By default, the method returns the predict label (type='label'
). In order to return a prediction probability of a +1
response value given either the logistic (log
) or modified Huber (modifiedHuber
) loss functions, set the second argument to 'probability'
.
var array = require( '@stdlib/ndarray/array' );
// Create a model with the intercept term:
var acc = incrBinaryClassification( 2, {
'loss': 'log'
});
// ...
var phat = acc.predict( array( [ 0.5, 2.0 ] ), 'probability' );
// returns <ndarray>
In order to return the linear predictor (i.e., the signed distance to the hyperplane, which is computed as the dot product between the model coefficients and the provided feature vector x
, plus the intercept), set the second argument to 'linear'
.
var array = require( '@stdlib/ndarray/array' );
// Create a model with the intercept term:
var acc = incrBinaryClassification( 2, {
'loss': 'log'
});
// ...
var lp = acc.predict( array( [ 0.5, 2.0 ] ), 'linear' );
// returns <ndarray>
Given a feature vector x = [x_0, x_1, ...]

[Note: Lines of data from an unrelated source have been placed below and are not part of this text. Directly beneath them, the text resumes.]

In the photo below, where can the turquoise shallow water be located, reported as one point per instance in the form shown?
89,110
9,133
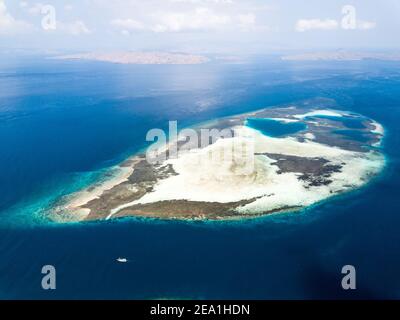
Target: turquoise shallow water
274,128
63,124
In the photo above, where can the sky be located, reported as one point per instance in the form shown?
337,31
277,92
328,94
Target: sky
199,26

and model coefficients c = [c_0, c_1, ...]
, the linear predictor is equal to (x_0*c_0) + (x_1*c_1) + ... + c_intercept
.
Notes
- The underlying binary classification model performs L2 regularization of model coefficients, shrinking them toward zero by penalizing their squared euclidean norm.

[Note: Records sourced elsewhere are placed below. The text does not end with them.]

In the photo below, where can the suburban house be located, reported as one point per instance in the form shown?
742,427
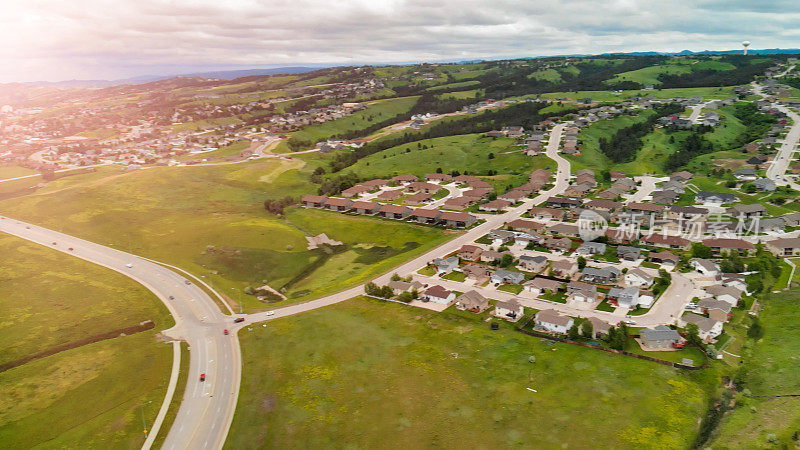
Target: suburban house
708,328
501,276
428,216
660,336
457,220
337,204
553,321
639,278
747,211
398,287
469,252
472,301
624,297
438,294
718,245
494,205
628,253
510,310
604,275
718,310
591,248
599,327
445,265
546,213
532,263
704,267
313,201
361,207
727,294
477,273
563,268
664,258
394,211
714,198
784,247
540,285
582,292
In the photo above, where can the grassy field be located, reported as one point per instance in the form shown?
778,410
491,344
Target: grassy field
9,171
210,221
591,157
377,111
465,153
649,75
772,368
85,397
351,374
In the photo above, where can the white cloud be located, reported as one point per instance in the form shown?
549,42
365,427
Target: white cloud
49,39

- Stochastic gradient descent is sensitive to the scaling of the features. One is advised to either scale each feature to
[0,1]
or[-1,1]
or to transform each feature into z-scores with zero mean and unit variance. One should keep in mind that the same scaling has to be applied to training data in order to obtain accurate predictions. - In general, the more data provided to an accumulator, the more reliable the model predictions.
Examples
var normal = require( '@stdlib/random/base/normal' );
var binomial = require( '@stdlib/random/base/binomial' );
var array = require( '@stdlib/ndarray/array' );
var exp = require( '@stdlib/math/base/special/exp' );
var incrBinaryClassification = require( '@stdlib/ml/incr/binary-classification' );
// Create a new accumulator:
var acc = incrBinaryClassification( 2, {
'intercept': true,
'lambda': 1.0e-3,
'loss': 'log'
});
// Incrementally update the classification model...
var phat;
var x;
var i;
for ( i = 0; i < 10000; i++ ) {
x = array( [ normal( 0.0, 1.0 ), normal( 0.0, 1.0 ) ] );
phat = 1.0 / ( 1.0+exp( -( ( 3.0*x.get(0) ) - ( 2.0*x.get(1) ) + 1.0 ) ) );
acc( x, ( binomial( 1, phat ) ) ? 1.0 : -1.0 );
}
// Retrieve model coefficients:
var coefs = acc();
console.log( 'Feature coefficients: %d, %d', coefs.get( 0 ), coefs.get( 1 ) );
console.log( 'Intercept: %d', coefs.get( 2 ) );
// Predict new observations...
x = array( [ [ 0.9, 0.1 ], [ 0.1, 0.9 ], [ 0.9, 0.9 ] ] );
var out = acc.predict( x );
console.log( 'x = [%d, %d]; label = %d', x.get( 0, 0 ), x.get( 0, 1 ), out.get( 0 ) );
console.log( 'x = [%d, %d]; label = %d', x.get( 1, 0 ), x.get( 1, 1 ), out.get( 1 ) );
console.log( 'x = [%d, %d]; label = %d', x.get( 2, 0 ), x.get( 2, 1 ), out.get( 2 ) );
out = acc.predict( x, 'probability' );
console.log( 'x = [%d, %d]; P(y=1|x) = %d', x.get( 0, 0 ), x.get( 0, 1 ), out.get( 0 ) );
console.log( 'x = [%d, %d]; P(y=1|x) = %d', x.get( 1, 0 ), x.get( 1, 1 ), out.get( 1 ) );
console.log( 'x = [%d, %d]; P(y=1|x) = %d', x.get( 2, 0 ), x.get( 2, 1 ), out.get( 2 ) );
out = acc.predict( x, 'linear' );
console.log( 'x = [%d, %d]; lp = %d', x.get( 0, 0 ), x.get( 0, 1 ), out.get( 0 ) );
console.log( 'x = [%d, %d]; lp = %d', x.get( 1, 0 ), x.get( 1, 1 ), out.get( 1 ) );
console.log( 'x = [%d, %d]; lp = %d', x.get( 2, 0 ), x.get( 2, 1 ), out.get( 2 ) );
References
- Rosenblatt, Frank. 1957. "The Perceptron–a perceiving and recognizing automaton." 85-460-1. Buffalo, NY, USA: Cornell Aeronautical Laboratory.
- Zhang, Tong. 2004. "Solving Large Scale Linear Prediction Problems Using Stochastic Gradient Descent Algorithms." In Proceedings of the Twenty-First International Conference on Machine Learning, 116. New York, NY, USA: Association for Computing Machinery. doi:10.1145/1015330.1015332.
- Shalev-Shwartz, Shai, Yoram Singer, Nathan Srebro, and Andrew Cotter. 2011. "Pegasos: primal estimated sub-gradient solver for SVM." Mathematical Programming 127 (1): 3–30. doi:10.1007/s10107-010-0420-4.